Factors Controlling β-Elimination Reactions in Group 10 Metal Complexes

Abstract

Trends in reactivity of β-chloride and β-hydride elimination reactions involving Group 10 transition-metal complexes have been computationally explored and analyzed in detail by DFT. These reactions do not require the initial formation of a vacant coordination site; they proceed concertedly without a prior ligand-dissociation step. Whereas β-chloride elimination is associated with relatively moderate activation barriers, the high barriers calculated for analogous β-hydride eliminations suggest that the latter process is unfeasible for this type of compounds.
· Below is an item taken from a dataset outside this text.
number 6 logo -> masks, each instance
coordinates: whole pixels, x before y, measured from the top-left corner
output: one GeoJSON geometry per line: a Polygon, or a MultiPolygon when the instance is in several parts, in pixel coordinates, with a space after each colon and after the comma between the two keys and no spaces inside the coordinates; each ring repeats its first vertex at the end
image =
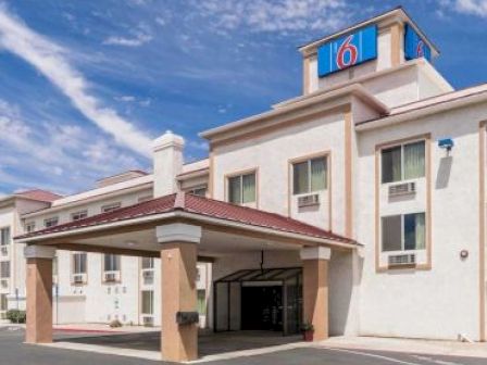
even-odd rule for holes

This differential behavior is analyzed within the activation strain model, which provides quantitative insight into the physical factors controlling these β-elimination reactions. The effects of the nature of the Group 10 transition metal (Ni, Pd, Pt), as well as the substituents attached to the β-eliminating fragment (R2C CR2X; R, X=H, Cl) on the transformation have also been considered and are rationalized herein. Dramatic differences: β-Chloride elimination reactions involving Group 10 metal polymerization catalysts (see scheme) do not require initial formation of a vacant coordination site and proceed with relatively moderate activation barriers. In sharp contrast, the computed barriers for the analogous β-hydride eliminations are prohibitively high.